Many four-season tents have one or two vestibules to help protect gear from the elements. Lighter weight models are single-wall for efficiency of setup and ease of travel.

How Do You Stay Warm in a Tent During Winter?

Check the overnight lows and make sure your sleeping bag and pad are rated for the temperature swing. For extra comfort and protection from the cold, you can stack two closed-cell pads or layer a foam pad with an inflatable pad.

Dress in layers and don’t let yourself get too hot or sweat, which will become a downward spiral of getting cold. Keep a warm pair of socks for tent use only to prevent lounging or sleeping in damp socks, which can lead to serious foot health issues.
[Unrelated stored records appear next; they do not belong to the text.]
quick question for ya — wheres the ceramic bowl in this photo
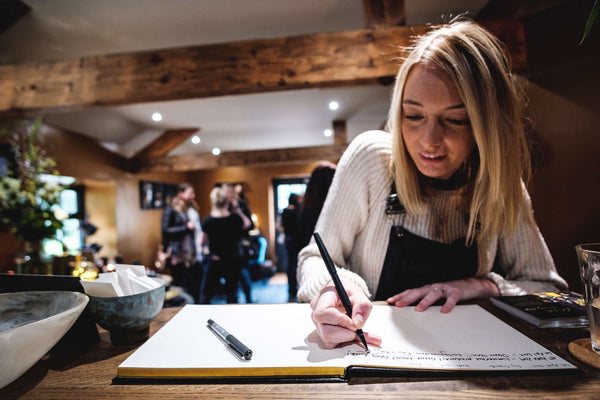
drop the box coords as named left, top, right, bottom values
left=88, top=284, right=165, bottom=345
left=0, top=291, right=89, bottom=389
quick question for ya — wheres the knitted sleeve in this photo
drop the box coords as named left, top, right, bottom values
left=296, top=130, right=392, bottom=302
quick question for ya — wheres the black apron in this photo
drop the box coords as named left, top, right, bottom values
left=374, top=185, right=478, bottom=301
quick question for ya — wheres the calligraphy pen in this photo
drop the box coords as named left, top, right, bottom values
left=313, top=232, right=369, bottom=351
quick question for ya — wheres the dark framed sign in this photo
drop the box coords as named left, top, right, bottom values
left=139, top=180, right=177, bottom=210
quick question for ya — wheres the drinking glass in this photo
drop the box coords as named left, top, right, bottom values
left=576, top=243, right=600, bottom=353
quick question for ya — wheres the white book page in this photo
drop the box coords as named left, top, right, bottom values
left=118, top=304, right=576, bottom=374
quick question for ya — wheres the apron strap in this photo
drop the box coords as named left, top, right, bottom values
left=375, top=184, right=478, bottom=301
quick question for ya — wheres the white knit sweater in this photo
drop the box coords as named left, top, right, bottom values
left=297, top=130, right=567, bottom=303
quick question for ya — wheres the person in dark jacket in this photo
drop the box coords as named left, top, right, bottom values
left=296, top=162, right=337, bottom=251
left=281, top=193, right=301, bottom=302
left=161, top=183, right=204, bottom=303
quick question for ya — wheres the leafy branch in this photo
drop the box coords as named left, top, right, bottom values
left=0, top=119, right=65, bottom=242
left=580, top=0, right=599, bottom=45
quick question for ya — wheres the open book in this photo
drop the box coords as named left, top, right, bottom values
left=116, top=303, right=576, bottom=382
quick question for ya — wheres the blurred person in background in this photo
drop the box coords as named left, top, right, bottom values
left=281, top=193, right=301, bottom=302
left=296, top=162, right=337, bottom=251
left=161, top=183, right=204, bottom=303
left=224, top=183, right=255, bottom=303
left=202, top=186, right=252, bottom=303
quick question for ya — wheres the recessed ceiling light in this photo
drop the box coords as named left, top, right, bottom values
left=328, top=101, right=339, bottom=111
left=152, top=112, right=162, bottom=122
left=323, top=129, right=333, bottom=137
left=191, top=135, right=201, bottom=144
left=212, top=147, right=221, bottom=155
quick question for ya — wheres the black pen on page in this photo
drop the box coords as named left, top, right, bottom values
left=207, top=319, right=253, bottom=361
left=313, top=232, right=369, bottom=351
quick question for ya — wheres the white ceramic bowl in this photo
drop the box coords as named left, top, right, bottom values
left=0, top=291, right=89, bottom=389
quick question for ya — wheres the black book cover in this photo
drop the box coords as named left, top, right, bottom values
left=491, top=292, right=588, bottom=328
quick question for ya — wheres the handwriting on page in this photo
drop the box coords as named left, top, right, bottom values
left=345, top=349, right=572, bottom=369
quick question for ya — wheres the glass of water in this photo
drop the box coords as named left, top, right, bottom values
left=576, top=243, right=600, bottom=353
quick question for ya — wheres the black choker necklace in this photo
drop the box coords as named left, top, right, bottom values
left=421, top=169, right=469, bottom=191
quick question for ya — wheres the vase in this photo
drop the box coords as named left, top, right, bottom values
left=15, top=240, right=52, bottom=275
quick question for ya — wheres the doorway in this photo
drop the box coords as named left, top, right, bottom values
left=271, top=177, right=308, bottom=272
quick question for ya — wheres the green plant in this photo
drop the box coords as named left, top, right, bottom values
left=0, top=119, right=65, bottom=242
left=580, top=0, right=599, bottom=44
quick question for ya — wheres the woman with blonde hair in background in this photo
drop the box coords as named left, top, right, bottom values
left=201, top=186, right=251, bottom=304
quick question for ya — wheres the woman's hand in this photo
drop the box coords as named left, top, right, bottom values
left=310, top=279, right=382, bottom=349
left=387, top=277, right=500, bottom=313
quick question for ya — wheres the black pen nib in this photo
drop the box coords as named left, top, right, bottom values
left=357, top=329, right=369, bottom=352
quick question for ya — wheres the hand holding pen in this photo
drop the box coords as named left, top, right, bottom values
left=310, top=233, right=382, bottom=350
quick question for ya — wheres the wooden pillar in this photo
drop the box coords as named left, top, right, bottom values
left=362, top=0, right=406, bottom=29
left=333, top=120, right=347, bottom=145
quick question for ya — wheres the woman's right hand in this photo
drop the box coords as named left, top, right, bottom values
left=310, top=279, right=382, bottom=349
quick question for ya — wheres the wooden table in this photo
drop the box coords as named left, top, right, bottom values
left=2, top=301, right=599, bottom=400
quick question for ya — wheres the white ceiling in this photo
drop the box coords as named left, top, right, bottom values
left=0, top=0, right=488, bottom=158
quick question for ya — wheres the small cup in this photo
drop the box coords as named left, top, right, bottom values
left=575, top=243, right=600, bottom=353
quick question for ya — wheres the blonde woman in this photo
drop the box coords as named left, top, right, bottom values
left=201, top=186, right=251, bottom=304
left=297, top=20, right=567, bottom=349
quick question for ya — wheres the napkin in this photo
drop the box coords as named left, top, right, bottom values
left=81, top=264, right=162, bottom=297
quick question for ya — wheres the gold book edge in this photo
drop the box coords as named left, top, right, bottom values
left=117, top=365, right=347, bottom=378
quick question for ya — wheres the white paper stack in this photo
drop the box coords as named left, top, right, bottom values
left=80, top=264, right=162, bottom=297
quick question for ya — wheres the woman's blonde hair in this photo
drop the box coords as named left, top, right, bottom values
left=387, top=20, right=530, bottom=244
left=210, top=187, right=229, bottom=209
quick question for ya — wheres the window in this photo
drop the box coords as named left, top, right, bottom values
left=39, top=175, right=84, bottom=256
left=272, top=177, right=307, bottom=215
left=271, top=177, right=308, bottom=271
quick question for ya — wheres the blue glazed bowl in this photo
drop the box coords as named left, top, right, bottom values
left=88, top=284, right=165, bottom=345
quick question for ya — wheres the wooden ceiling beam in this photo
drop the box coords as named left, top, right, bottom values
left=136, top=144, right=348, bottom=173
left=0, top=21, right=526, bottom=114
left=134, top=127, right=200, bottom=159
left=0, top=0, right=30, bottom=35
left=130, top=127, right=200, bottom=172
left=363, top=0, right=406, bottom=28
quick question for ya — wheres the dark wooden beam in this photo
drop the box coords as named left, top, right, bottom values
left=333, top=120, right=347, bottom=145
left=136, top=144, right=348, bottom=172
left=130, top=127, right=200, bottom=172
left=0, top=0, right=30, bottom=35
left=0, top=21, right=526, bottom=114
left=133, top=127, right=199, bottom=158
left=363, top=0, right=406, bottom=28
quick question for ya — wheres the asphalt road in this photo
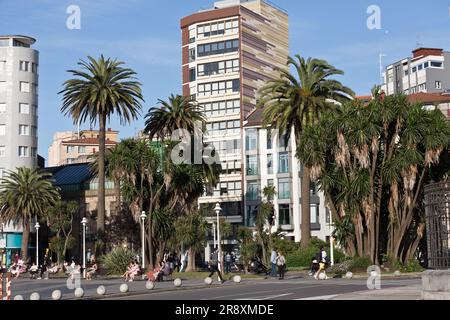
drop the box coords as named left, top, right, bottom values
left=6, top=275, right=421, bottom=300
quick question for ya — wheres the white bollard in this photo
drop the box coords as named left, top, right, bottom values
left=233, top=275, right=242, bottom=283
left=394, top=270, right=401, bottom=277
left=30, top=292, right=40, bottom=300
left=345, top=272, right=353, bottom=279
left=319, top=273, right=327, bottom=280
left=120, top=283, right=129, bottom=293
left=97, top=285, right=106, bottom=296
left=204, top=277, right=213, bottom=285
left=52, top=290, right=62, bottom=300
left=174, top=278, right=182, bottom=287
left=14, top=295, right=24, bottom=300
left=370, top=270, right=379, bottom=277
left=74, top=287, right=84, bottom=298
left=145, top=281, right=155, bottom=290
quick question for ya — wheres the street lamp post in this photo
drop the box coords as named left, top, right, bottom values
left=212, top=222, right=216, bottom=249
left=1, top=223, right=5, bottom=271
left=329, top=208, right=334, bottom=266
left=81, top=217, right=87, bottom=279
left=35, top=222, right=40, bottom=267
left=140, top=211, right=147, bottom=277
left=214, top=203, right=222, bottom=273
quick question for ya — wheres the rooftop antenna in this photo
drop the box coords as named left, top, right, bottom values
left=379, top=53, right=387, bottom=84
left=416, top=35, right=423, bottom=48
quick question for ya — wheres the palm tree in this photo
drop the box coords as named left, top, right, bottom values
left=0, top=168, right=60, bottom=262
left=144, top=94, right=205, bottom=141
left=258, top=55, right=354, bottom=247
left=59, top=55, right=144, bottom=233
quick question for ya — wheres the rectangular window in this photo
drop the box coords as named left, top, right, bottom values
left=431, top=61, right=443, bottom=68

Make sure to eat a hearty dinner and hydrate well. Before dinner, you can top off with a cup of hot chocolate for calories your body can burn throughout the night. You can also fill a Nalgene bottle with hot water and put it inside your sleeping bag for a boost of warmth.

Is Buying a 4-Season Tent Worth the Investment?

If you find yourself venturing to high-altitude, alpine, or remote environments in the shoulder seasons or during winter, it’s a good idea to invest in a shelter that will protect you in a blizzard. If you’re pursuing a winter hunting trip, polar expedition, or mountaineering adventure, a four-season tent is an obvious good choice.

A three-season tent is typically constructed with a mix of mesh and the structure is not engineered to withstand the weight of snowfall or extreme wind.